2008 11 02 All Saints

2 November 2008
All Saints
One of the things I like about saints is their sheer variety. There’s no sort of off-the-peg, one size fits all way of
being a saint. At my last church I worked with a ministry team member one of whose duties was to compile a list
of saints to be commemorated at our Wednesday service. This could result in my turning up of a morning to find
that I was celebrating, for example, the feast of Sts Boris and Gleb. Who? This meant some fast research. Boris
and Gleb were Ukrainian princes, both considered martyrs by the Orthodox church, having died by the command
of one Sviatapolk the Accursed (not a nice man by all accounts) – Gleb we’re told, having his throat cut by his
own cook.
Now you may well ask, who needs to know that at half past ten on a Sunday morning a thousand years on, or at
any time. But the commemoration of the saints, whether obscure Ukrainian martyrs or even the saints with
unpronounceable Gaelic names in our own calendar – they’re an invitation to join in that weird and wonderful
cavalcade that streams through those gates of pearl – all those whom Jesus calls blessed and invites us to be one of
them. And it’s like they look back to us, calling over their shoulders: Come and join us. Join the pilgrimage. See
what it feels like to put your feet in the footsteps of the Man of Galilee.
A few years ago I saw a film of the art critic, Brian Sewell making the pilgrimage to the shrine of St James,
Santiago de Compostela. He aimed to end up in that amazing cathedral famous for its huge hanging censer, the
one that takes a whole team of beefy men to swing it from one side of the cathedral to the other and which Pope
John Paul watched – in a great television moment - almost as if he was at Wimbledon. But Brian’s pilgrimage was
extraordinary. Much of it done in a Mercedes, be it said, but nevertheless he made an amazing journey. Not just to
the shrine of the saint, but meeting saints along the way, and indeed making a journey in his own heart.
At Lourdes his aesthetic soul was appalled by all the tackiness and tat of the shops with their holy trinkets:
Luminous blessed Virgins; holographic pictures of Jesus that show him crucified if you hold them one way and
risen if you tilt them the other; or wind-up holy grottoes that play the Lourdes hymn. But still he could see beyond
that to the faith of all the people with broken bodies or minds who find their way there and the compassion of all
the helpers there to care for them (like the Duchess of Kent who after her conversion to become a Roman Catholic
went to Lourdes as a helper and was happy to clean loos). Lourdes is a place of joy. It’s a place where one peasant
girl, Bernadette, met another peasant girl, Our Lady, and had an encounter that literally opened up a well of
healing and joy for millions. Beyond explanation, and both of them definitely among the ranks of the blessed.
It’s a place of a love and a faith so alive it makes saints – you see the heroism of the sick and the heroism of those
who care for them. It’s a place for going beyond yourself, which is what saints do. Saints see more than this
world’s suffering – whether it’s their own or other people’s. They see hope and they see Jesus and they see a Way
in which they can walk towards joy.
By the time Brian Sewell reached Compostella he was beginning to see this. The pilgrim route is punctuated by
amazing buildings and shrines, but far more moving than any architecture over which he cast his critical artist’s
eye was the experience of meeting so many people travelling in hope and joy. At journey’s end, the last bit made
very awkwardly on horseback (which is traditional apparently), you see him, his mind not much changed
intellectually about Christianity, but his heart reached and touched to a depth that truly astonished him.

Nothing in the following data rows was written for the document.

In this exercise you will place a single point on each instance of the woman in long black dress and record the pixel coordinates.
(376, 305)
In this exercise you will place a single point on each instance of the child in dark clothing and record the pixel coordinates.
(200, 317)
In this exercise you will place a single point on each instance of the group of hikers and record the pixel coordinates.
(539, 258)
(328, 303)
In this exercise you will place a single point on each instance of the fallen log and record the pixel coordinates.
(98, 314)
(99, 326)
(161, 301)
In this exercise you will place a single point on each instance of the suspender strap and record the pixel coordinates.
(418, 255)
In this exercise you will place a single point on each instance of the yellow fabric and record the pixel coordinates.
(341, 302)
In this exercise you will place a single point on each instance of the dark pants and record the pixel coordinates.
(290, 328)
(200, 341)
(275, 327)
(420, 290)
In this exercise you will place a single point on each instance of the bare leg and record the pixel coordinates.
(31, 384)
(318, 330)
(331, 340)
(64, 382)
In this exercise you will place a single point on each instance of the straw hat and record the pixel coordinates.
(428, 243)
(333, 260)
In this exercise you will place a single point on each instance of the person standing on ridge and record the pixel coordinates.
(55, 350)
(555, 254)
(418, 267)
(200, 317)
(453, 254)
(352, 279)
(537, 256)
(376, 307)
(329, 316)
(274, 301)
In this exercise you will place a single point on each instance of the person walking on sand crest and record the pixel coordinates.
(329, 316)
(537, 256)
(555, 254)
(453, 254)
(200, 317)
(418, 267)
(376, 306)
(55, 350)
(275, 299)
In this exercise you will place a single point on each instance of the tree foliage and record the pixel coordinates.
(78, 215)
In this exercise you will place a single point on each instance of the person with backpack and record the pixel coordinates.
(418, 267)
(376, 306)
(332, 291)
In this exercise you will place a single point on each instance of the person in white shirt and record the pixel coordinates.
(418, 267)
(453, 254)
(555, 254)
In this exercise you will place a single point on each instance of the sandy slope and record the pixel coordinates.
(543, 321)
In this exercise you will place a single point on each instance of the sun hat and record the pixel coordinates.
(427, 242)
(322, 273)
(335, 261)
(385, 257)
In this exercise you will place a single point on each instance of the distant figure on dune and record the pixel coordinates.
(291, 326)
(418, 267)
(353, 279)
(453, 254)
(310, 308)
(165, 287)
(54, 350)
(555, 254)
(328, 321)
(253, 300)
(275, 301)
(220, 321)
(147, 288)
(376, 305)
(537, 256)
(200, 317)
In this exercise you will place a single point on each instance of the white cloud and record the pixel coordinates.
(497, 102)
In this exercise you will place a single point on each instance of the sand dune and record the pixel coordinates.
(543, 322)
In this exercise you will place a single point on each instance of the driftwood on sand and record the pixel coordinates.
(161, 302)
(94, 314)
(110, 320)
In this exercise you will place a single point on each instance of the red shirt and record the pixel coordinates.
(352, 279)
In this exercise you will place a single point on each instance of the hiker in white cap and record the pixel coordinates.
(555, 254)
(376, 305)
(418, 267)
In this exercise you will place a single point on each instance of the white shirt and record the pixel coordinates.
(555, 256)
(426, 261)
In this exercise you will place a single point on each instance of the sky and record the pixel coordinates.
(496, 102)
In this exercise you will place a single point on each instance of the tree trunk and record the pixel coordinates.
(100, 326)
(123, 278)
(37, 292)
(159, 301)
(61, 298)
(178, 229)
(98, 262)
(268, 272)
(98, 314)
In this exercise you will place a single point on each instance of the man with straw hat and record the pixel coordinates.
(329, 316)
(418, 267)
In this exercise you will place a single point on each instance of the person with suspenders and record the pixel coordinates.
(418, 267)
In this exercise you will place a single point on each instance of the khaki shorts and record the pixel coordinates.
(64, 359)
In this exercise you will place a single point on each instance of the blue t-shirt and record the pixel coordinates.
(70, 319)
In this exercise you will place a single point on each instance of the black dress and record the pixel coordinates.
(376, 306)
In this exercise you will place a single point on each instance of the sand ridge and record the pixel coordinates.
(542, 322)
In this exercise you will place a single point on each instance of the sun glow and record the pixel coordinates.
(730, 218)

The saints say to you: Get on the pilgrim way. What’s the journey of joy or sorrow Christ might be inviting you to
make today? Will I trust Jesus to take that step beyond my comfort zone into a life which, even if it looks as
ordinary or unremarkable as it could be, is extraordinary at its heart. You don’t have to physically go anywhere to
follow the saints. Brother Laurence, author of The Practice of the Presence of God, worked in his monastery
kitchen for 15 years and he says: "The time of business does not with me differ from the time of prayer; and in the
noise and clutter of my kitchen, while several persons are at the same time calling for different things, I possess
God in as great tranquillity as if I were upon my knees at the Blessed Sacrament."
You can be a saint in the kitchen – and I don’t mean being Delia. And you can be a saint in the lion’s den of
worldly power if that’s where God takes you. Like Martin Luther King who died forty years ago, a man who
stood in the heart of Washington and said: “I have dream” and a million hearts rose and recognised his dream and
shared it and thanked God for his voice and his vision and still do.
Ukrainian princes and peasant girls, kitchen saints and political prophets, we need them all and they look
strangely like us because they show us that any of us can shine like they have, shine like they do. They say, jump
in, travel, even if the travelling’s in your heart; be open to being reshaped and turned upside down and emptied
until you know what it is truly like to walk with God, on a journey where the signposts may be few and the map
not always easy to read but where there are joys beyond describing. Amen.